Created attachment 1618338 [details] build log at loglevel 8
FYI ... things may also be further complicated but what old fsouza provides wrt auth config: https://github.com/openshift/builder/blob/master/vendor/github.com/fsouza/go-dockerclient/auth.go#L25-L30 Seems to be only username/password. Doesn't seem like it handles token based pull secrets like the one Wenjing provided: "ec2-18-221-93-104.us-east-2.compute.amazonaws.com:5000": { "auth": "ZHVtbXk6ZHVtbXk=" },
OK according to https://stackoverflow.com/questions/43441454/docker-login-auth-token "auth" is base64 encoded username:password And I know see that when I base64 -d the value "ZHVtbXk6ZHVtbXk=" that said, I do not believe the json serialization with the current fsouza struct will work
What is the precise type (`SecretType…`) of the secret? (Or what kind of object it is at what point in the API?) The above looks like a reasonably accurate _partial fragment_ of https://github.com/projectatomic/docker/blob/f9f056ec099cc3849d15e36f08fec50130c20073/cliconfig/configfile/file.go#L24 , with the base64 encoding that is used in ~/.docker/config.json-formatted files. (I can’t see it in the log file, so I can’t tell whether that is what it is supposed to look like, or whether it is malformed.) (Also, note that fsouza/go-dockerclient is really only relevant for Docker daemon connections, it’s not used at all for c/image and c/buildah ; if you see that as the place where data is lost, either the code is reusing the fsouza/go-dockerclient for not-strictly-related purposes, or something is very misconfigured to use Docker instead of CRI-O/buildah.)
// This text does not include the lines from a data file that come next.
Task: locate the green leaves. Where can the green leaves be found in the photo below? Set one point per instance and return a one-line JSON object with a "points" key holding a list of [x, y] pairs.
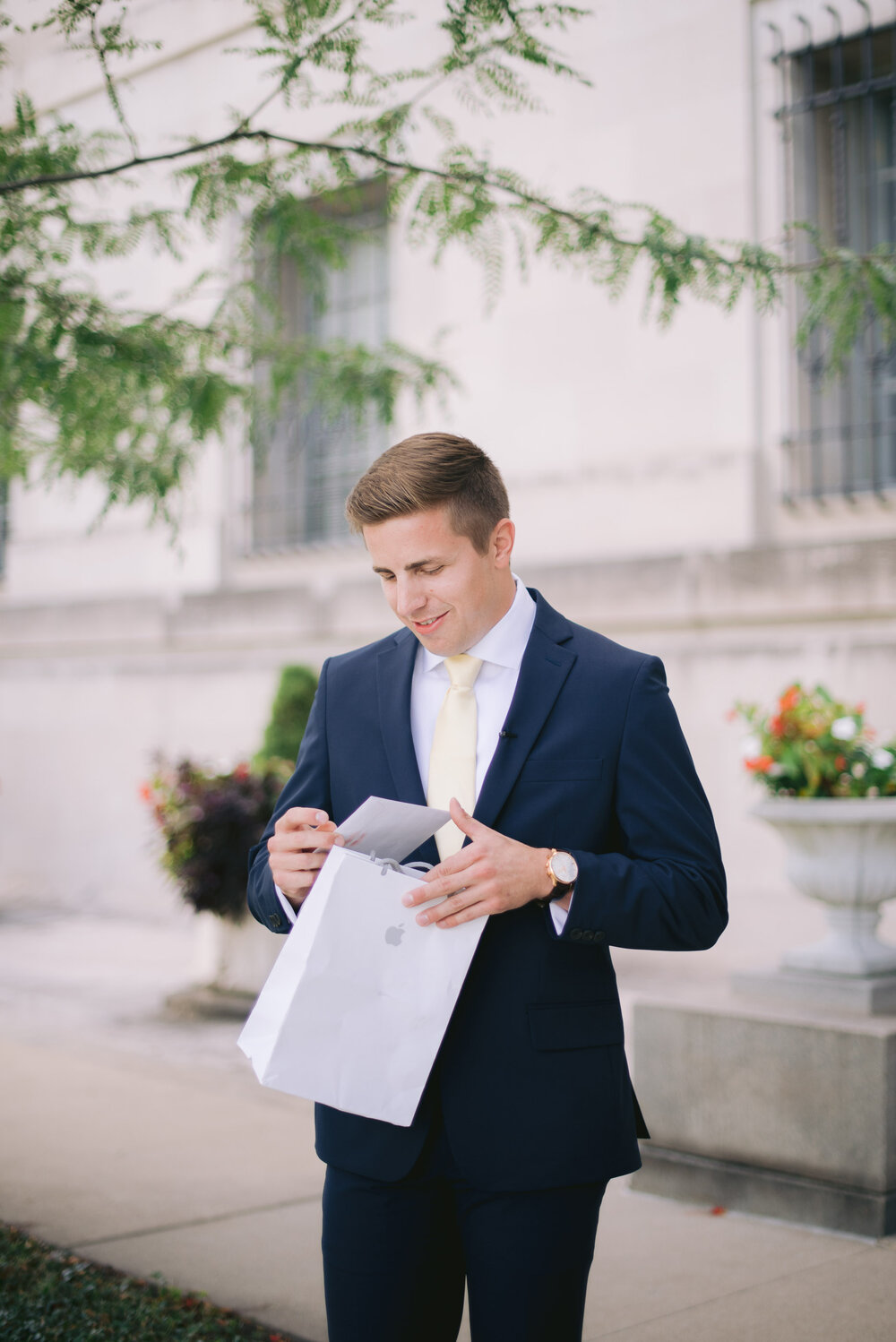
{"points": [[93, 387]]}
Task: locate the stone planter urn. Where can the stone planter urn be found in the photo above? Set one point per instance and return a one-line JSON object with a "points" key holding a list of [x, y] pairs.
{"points": [[231, 961], [842, 852], [234, 957]]}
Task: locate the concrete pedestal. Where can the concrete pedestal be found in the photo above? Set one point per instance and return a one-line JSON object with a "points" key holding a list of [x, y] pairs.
{"points": [[776, 1113]]}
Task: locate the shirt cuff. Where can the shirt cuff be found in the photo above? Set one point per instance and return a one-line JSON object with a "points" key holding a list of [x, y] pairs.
{"points": [[288, 908]]}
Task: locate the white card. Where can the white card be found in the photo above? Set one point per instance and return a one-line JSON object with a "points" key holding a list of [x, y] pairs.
{"points": [[391, 829]]}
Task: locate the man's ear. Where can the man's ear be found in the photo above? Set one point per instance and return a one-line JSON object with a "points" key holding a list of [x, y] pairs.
{"points": [[502, 542]]}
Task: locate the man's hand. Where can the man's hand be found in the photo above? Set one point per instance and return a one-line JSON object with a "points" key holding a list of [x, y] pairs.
{"points": [[297, 849], [487, 876]]}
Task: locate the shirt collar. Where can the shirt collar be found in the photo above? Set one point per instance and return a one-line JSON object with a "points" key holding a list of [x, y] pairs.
{"points": [[504, 641]]}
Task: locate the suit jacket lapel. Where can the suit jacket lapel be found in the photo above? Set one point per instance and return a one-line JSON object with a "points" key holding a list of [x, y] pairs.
{"points": [[542, 673], [394, 673]]}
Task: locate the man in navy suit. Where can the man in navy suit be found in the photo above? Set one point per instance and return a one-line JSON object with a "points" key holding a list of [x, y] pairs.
{"points": [[589, 830]]}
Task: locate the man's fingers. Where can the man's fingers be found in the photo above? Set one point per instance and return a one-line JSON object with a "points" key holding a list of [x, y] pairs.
{"points": [[302, 860], [305, 839], [299, 818], [453, 911]]}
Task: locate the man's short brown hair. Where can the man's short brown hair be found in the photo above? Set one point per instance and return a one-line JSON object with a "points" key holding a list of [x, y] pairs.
{"points": [[432, 470]]}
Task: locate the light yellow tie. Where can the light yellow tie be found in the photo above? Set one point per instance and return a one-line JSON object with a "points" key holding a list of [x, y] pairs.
{"points": [[452, 761]]}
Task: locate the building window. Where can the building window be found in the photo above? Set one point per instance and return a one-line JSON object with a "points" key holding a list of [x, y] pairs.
{"points": [[840, 129], [305, 462]]}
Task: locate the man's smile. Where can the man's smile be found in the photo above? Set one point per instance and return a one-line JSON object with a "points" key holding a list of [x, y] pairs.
{"points": [[429, 623]]}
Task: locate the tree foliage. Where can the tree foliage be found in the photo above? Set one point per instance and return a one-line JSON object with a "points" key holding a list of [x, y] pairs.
{"points": [[289, 716], [90, 387]]}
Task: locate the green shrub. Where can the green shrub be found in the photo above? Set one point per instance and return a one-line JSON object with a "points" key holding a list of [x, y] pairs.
{"points": [[53, 1295], [289, 716]]}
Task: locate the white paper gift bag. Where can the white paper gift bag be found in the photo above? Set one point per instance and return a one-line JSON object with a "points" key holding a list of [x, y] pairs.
{"points": [[361, 994]]}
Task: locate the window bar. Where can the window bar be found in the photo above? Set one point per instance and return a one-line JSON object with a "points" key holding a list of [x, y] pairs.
{"points": [[790, 444], [815, 350], [841, 235], [890, 438], [869, 336]]}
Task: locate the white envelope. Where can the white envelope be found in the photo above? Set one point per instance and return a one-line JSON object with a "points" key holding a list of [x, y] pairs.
{"points": [[357, 1004]]}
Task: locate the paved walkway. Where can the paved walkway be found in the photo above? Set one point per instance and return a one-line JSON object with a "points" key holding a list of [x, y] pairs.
{"points": [[148, 1144]]}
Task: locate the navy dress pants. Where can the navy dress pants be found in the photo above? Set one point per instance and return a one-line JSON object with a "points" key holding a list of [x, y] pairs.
{"points": [[396, 1256]]}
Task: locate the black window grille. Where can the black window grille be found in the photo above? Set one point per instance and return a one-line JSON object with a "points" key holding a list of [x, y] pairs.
{"points": [[305, 462], [840, 129]]}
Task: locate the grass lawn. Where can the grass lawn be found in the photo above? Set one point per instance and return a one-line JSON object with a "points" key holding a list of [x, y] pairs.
{"points": [[53, 1295]]}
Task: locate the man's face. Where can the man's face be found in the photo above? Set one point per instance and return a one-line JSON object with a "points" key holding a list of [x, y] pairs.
{"points": [[437, 582]]}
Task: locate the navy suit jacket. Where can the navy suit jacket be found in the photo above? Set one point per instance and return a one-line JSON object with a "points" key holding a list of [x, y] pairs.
{"points": [[531, 1077]]}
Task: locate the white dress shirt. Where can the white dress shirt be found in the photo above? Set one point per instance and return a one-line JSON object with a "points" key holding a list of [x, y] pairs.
{"points": [[501, 652]]}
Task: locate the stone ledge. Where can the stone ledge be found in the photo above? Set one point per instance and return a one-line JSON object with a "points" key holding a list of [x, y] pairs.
{"points": [[762, 1191], [856, 996]]}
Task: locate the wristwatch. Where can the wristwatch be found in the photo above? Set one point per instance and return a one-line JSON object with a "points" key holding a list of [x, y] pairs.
{"points": [[562, 870]]}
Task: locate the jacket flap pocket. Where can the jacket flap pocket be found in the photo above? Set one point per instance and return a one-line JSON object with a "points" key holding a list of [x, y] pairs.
{"points": [[575, 1024], [560, 770]]}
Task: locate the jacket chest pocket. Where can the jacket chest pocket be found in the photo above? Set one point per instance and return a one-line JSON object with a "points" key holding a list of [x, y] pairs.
{"points": [[574, 1026], [561, 770]]}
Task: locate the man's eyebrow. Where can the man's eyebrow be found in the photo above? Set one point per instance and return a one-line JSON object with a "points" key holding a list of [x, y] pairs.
{"points": [[409, 568]]}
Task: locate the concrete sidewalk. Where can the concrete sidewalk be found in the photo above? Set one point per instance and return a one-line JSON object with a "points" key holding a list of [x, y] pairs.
{"points": [[148, 1144]]}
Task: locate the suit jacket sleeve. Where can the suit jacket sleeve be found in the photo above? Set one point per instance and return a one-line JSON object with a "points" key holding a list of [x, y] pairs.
{"points": [[664, 889], [309, 787]]}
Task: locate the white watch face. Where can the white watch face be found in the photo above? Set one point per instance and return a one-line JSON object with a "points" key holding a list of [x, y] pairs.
{"points": [[564, 867]]}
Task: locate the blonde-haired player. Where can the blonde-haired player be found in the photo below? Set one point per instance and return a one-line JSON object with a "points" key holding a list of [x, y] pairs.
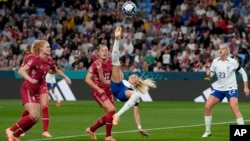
{"points": [[225, 69], [128, 91]]}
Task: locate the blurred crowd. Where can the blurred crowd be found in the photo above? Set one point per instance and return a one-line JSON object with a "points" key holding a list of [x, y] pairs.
{"points": [[163, 35]]}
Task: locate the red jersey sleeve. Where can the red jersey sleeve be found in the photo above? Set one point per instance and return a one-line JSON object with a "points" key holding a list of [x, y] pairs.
{"points": [[51, 63], [93, 68], [29, 60]]}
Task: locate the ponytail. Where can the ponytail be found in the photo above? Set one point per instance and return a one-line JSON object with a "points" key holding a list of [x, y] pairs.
{"points": [[144, 85]]}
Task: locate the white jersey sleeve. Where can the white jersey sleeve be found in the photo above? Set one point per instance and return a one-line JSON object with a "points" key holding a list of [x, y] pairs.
{"points": [[225, 72]]}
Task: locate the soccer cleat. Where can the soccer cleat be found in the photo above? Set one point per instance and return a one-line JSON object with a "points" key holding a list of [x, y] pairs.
{"points": [[91, 134], [110, 138], [9, 134], [115, 120], [58, 104], [22, 135], [46, 134], [206, 134]]}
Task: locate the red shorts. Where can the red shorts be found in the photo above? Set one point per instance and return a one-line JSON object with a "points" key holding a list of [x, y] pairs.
{"points": [[31, 94], [101, 98]]}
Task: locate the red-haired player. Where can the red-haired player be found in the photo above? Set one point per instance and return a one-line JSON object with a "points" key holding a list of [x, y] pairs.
{"points": [[101, 92]]}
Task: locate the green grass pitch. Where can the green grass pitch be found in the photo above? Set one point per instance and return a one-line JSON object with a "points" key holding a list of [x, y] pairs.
{"points": [[164, 121]]}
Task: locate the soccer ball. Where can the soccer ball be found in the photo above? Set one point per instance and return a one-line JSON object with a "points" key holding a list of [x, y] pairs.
{"points": [[128, 8]]}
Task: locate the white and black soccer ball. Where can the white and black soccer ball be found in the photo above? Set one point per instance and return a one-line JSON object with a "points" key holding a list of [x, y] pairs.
{"points": [[128, 8]]}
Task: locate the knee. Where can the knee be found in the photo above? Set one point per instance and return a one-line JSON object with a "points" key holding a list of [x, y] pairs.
{"points": [[35, 117]]}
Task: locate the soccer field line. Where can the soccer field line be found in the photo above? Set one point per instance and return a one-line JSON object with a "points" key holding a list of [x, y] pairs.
{"points": [[130, 131]]}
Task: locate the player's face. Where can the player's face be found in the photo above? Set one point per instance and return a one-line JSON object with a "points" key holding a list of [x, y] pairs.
{"points": [[46, 49], [103, 52], [223, 50]]}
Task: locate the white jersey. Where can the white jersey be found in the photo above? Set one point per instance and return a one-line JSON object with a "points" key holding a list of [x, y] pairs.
{"points": [[225, 72], [50, 78]]}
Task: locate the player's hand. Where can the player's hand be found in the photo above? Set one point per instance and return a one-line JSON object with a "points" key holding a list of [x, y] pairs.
{"points": [[118, 32], [143, 133]]}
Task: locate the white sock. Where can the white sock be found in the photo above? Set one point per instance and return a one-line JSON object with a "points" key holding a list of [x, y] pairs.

my concern about auth getting lost in populating the fsouza struct is a red herring, with respect to the situation here. And to clarify, the use of the fsouza structs are just an ecapsulating mechanism for propagating the data through the code until the calls to set up containers/image. I was able to confirm via unit tests that the keyring stuff manages to take the data from "auth" and populate username and password i.e. https://stackoverflow.com/questions/43441454/docker-login-auth-token
Just did some booking keeping ... I had to craft https://github.com/containers/image/pull/722 so that c/image could properly handle openshift build pull secrets (where they leveraged the legacy format via .dockercfg files and the like). I linked it to this bug directly, since I assumed the openshift bugzilla bot would not work for https://github.com/containers https://github.com/openshift/builder/pull/102 is showing green with the e2e's and we are in the process of final review
OK the last of the changes needed to allow for authentication against a mirrored registry when performing builds has merge As this moves back to QE, a quick recap on the many things to reconcile when trying this again: 1) The input image reference in you builds must be by sha/digest, and that image needs to be mirrored 2) the output from the mirror command should given you the info needed to create an ImageContentSourcePolicy; that will be needed so the build controller can construct a proper registries.conf for containers/image and buildah 3) any certs needed to communicate with the mirrored registry need to be added either via a) the new global ca support introduced in 4.2, or b) via an explicit CA secret supplied on the build / build config 4) any authentication needed to communicate with the mirrored registry needs to be added as a pull secret to the build /build config If you run into an problems, running the build with loglevel 8 (i.e. set the BUILD_LOGLEVEL env var on the build config) should be gathered. With that, we should get both openshift build and containers/image/buildah debug info to see where things are breaking down.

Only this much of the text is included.